Flight Delay Prediction



Introduction
For this Project I used the data published by the US Department of Transportation related to the year 2007. This dataset is composed of 7.453.215 observations and 29 different variables. The objective of this assignment is to develop a Spark application in order to predict the delay of commercial flights. To achieve this, I followed these steps:
  • Load the input data, previously stored at a known location.
  • Select, process and transform the input variables, to prepare them for training the model.
  • Perform some basic analysis of each input variable.
  • Validate the created a Machine Learning model and provide some measures of its accuracy.
The language chosen for the application is Scala, and R for initial data exploration and plotting. The App was developed using IntelliJ as IDE and SBT as build manager.
import org.apache.log4j.{Level, Logger}
import org.apache.spark.ml.Pipeline
import org.apache.spark.ml.evaluation.RegressionEvaluator
import org.apache.spark.ml.feature.{StringIndexer, VectorAssembler, VectorIndexer}
import org.apache.spark.sql.SparkSession
import org.apache.spark.sql.functions._
import org.apache.spark.sql.types._
import org.apache.spark.ml.regression.{DecisionTreeRegressionModel, DecisionTreeRegressor, RandomForestRegressor, RandomForestRegressionModel}
First of all, I created the Spark Session. The master is set on local[*] in order to work on all the available cores. This value can be modified in order to reduce computational power needed, to the detriment of speed.
  //Create Spark session
  val spark = SparkSession
    .builder()
    .master("local[*]")
    .appName("Big Data Project")
    .getOrCreate()
I created the function createPartialdata(int) in order to create a reduced dataset with a customized number of lines. All the variables are casted with their correct Data Type, the null values are eliminated and the dataset is saved as a .csv file. This file will be used for initial data exploration, in order to reduce running time. Initially I generated a dataset containing 700 thousand rows (10% of the original dataset).
def createpartialData(limitation: Int) = {
      var path2 = "src/main/scala/2007.csv.bz2"
      var inputDF = spark.read.format("csv").option("delimiter", ",")
        .option("header", "true")
        .load(path2)
        .select(
          col("Month").cast(IntegerType),
          col("DayOfMonth").cast(IntegerType),
          col("DayOfWeek").cast(DoubleType),
          col("DepTime").cast(DoubleType),
          col("CRSDepTime").cast(StringType),
        col("CRSArrtime").cast(StringType),
        col("UniqueCarrier").cast(StringType),
        col("CRSElapsedTime").cast(DoubleType),
        col("ArrDelay").cast(DoubleType),
        col("DepDelay").cast(DoubleType),
        col("Origin").cast(StringType),
        col("Dest").cast(StringType),
        col("Distance").cast(DoubleType),
        col("Cancelled").cast(IntegerType),
        col("TaxiOut").cast(IntegerType))

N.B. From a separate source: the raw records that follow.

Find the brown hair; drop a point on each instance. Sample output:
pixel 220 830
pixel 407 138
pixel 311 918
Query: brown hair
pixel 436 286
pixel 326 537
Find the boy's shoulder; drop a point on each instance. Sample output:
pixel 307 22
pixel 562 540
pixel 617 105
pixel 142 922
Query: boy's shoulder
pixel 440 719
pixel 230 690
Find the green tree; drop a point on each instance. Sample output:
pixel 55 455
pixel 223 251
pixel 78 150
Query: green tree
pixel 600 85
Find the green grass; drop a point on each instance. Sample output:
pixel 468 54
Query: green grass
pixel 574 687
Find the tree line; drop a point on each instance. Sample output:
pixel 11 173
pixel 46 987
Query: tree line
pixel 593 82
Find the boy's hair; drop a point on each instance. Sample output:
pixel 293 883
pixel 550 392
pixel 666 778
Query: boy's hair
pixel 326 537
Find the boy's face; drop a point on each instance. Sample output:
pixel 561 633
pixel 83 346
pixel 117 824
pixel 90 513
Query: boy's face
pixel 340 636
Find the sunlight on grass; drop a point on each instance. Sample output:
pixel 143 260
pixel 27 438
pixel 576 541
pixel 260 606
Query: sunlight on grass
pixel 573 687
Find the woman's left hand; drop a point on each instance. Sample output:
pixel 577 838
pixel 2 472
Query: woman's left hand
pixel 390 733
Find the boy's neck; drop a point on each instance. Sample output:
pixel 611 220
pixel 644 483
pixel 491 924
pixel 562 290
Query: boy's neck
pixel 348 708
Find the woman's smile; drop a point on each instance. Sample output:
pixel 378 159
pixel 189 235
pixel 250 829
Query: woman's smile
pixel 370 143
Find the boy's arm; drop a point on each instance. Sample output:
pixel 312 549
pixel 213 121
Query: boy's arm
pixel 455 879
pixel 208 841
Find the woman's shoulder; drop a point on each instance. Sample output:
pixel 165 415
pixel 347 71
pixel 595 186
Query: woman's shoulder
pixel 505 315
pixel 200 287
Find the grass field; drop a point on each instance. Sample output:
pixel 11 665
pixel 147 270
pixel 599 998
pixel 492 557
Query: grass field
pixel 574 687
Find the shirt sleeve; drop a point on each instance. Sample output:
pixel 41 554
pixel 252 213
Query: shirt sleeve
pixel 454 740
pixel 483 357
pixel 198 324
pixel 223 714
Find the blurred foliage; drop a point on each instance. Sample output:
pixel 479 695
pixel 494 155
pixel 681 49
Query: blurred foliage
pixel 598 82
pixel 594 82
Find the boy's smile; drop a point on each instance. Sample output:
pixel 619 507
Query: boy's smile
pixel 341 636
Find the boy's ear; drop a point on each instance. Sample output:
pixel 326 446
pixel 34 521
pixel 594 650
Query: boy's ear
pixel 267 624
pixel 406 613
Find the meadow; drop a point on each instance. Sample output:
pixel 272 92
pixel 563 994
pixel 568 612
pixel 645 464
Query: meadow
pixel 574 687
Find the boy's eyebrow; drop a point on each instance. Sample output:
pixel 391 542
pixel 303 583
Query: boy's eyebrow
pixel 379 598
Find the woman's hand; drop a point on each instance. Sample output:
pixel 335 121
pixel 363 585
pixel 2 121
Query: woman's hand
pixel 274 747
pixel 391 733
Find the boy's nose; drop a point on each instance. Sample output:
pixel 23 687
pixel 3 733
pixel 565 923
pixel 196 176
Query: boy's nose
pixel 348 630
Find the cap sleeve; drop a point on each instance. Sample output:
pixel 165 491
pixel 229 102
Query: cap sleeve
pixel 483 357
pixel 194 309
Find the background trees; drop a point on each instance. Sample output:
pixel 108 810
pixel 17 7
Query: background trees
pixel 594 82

    var real_data1 = inputDF.na.drop()
    var onepiece = real_data1.select("*").limit(limitation)
    onepiece.write.option("header", "true").csv("src/main/scala/partialdata_" + limitation.toString + ".csv")
Data exploration
The ordinal variables Month, DayOfWeek and DayOfMonth were not concatenated to generate complete dates, but were handled separately. This choice allows to better detect patterns during specific days or months. Indeed, the following R histogram plot representing the average delay per month shows a significant difference in the average delay depending on the month:

Average Month

An initial analysis is performed on selected variables, specifically the linear correlation between DepDelay and ArrDelay is studied and plotted in R. The correlation is 0.92, and represents the highest correlation among all the variables, as shown below.

Average Month
Further correlations are computed with the hetcor() function provided in R, which guarantees reliable results with categorical and nominal variables. To perform these operations, I used a Dataframe containing a partial data of 1 million rows. In order to improve the selection of the most relevant variables, it's possible to generate a Random Forest Model and then use the function featureImportances() provided in spark.ml.regression.RandomForestRegressionModel to assess the choice of variables. This allows to obtain a vector representing the importance of every variable used in the Random Forest regressor. This function generalizes the Gini impurity index, producing a float value per variable in the range of 0-1.
Data selection and creation of new variables
The dataset is loaded as a Spark DataFrame. The variables are casted with their correct DataType.
 var inputDF = spark.read.format("csv").option("delimiter", ",")
    .option("header", "true")
    .load(path)
    .select(
      col("Month").cast(IntegerType),
      col("DayOfMonth").cast(IntegerType),
      col("DayOfWeek").cast(DoubleType),
      col("DepTime").cast(DoubleType),
      col("CRSDepTime").cast(DoubleType),
      col("CRSArrtime").cast(DoubleType),
      col("UniqueCarrier").cast(StringType),
      col("CRSElapsedTime").cast(DoubleType),
      col("ArrDelay").cast(DoubleType),
      col("DepDelay").cast(DoubleType),
      col("Origin").cast(StringType),
      col("Dest").cast(StringType),
      col("Distance").cast(DoubleType),
      col("Cancelled").cast(IntegerType),
      col("TaxiOut").cast(IntegerType))
A new variable, containing the Origin and the Destination, is created in the column trip. This categorical variable helps to identify the categories of unique combination between Origins and Destinies. For example:
SMF (Origin) + SAN (Dest) = SMFSAN (Trip)
  //Create variable trip, concatenating Origin and Dest
  real_data1 = real_data1.withColumn("trip", concat(real_data1.col("Origin"), real_data1.col("Dest")))
The categorical variables UniqueCarrier, Dest and Origin are casted as StringType. Since the Random Forest algorithm, as well as the Linear Regression, do not handle the String type, those variables were converted and indexed to type Double. This operation was performed creating a new StringIndexer object, in order to fit and transform the original DataFrame.
//Index the variable Dest into integer values, creating a new variable: dest_numerical
  var indexer2 = new StringIndexer().setInputCol("Dest").setOutputCol("dest_numerical")
  real_data1 = indexer2.fit(real_data1).transform(real_data1).drop("Dest")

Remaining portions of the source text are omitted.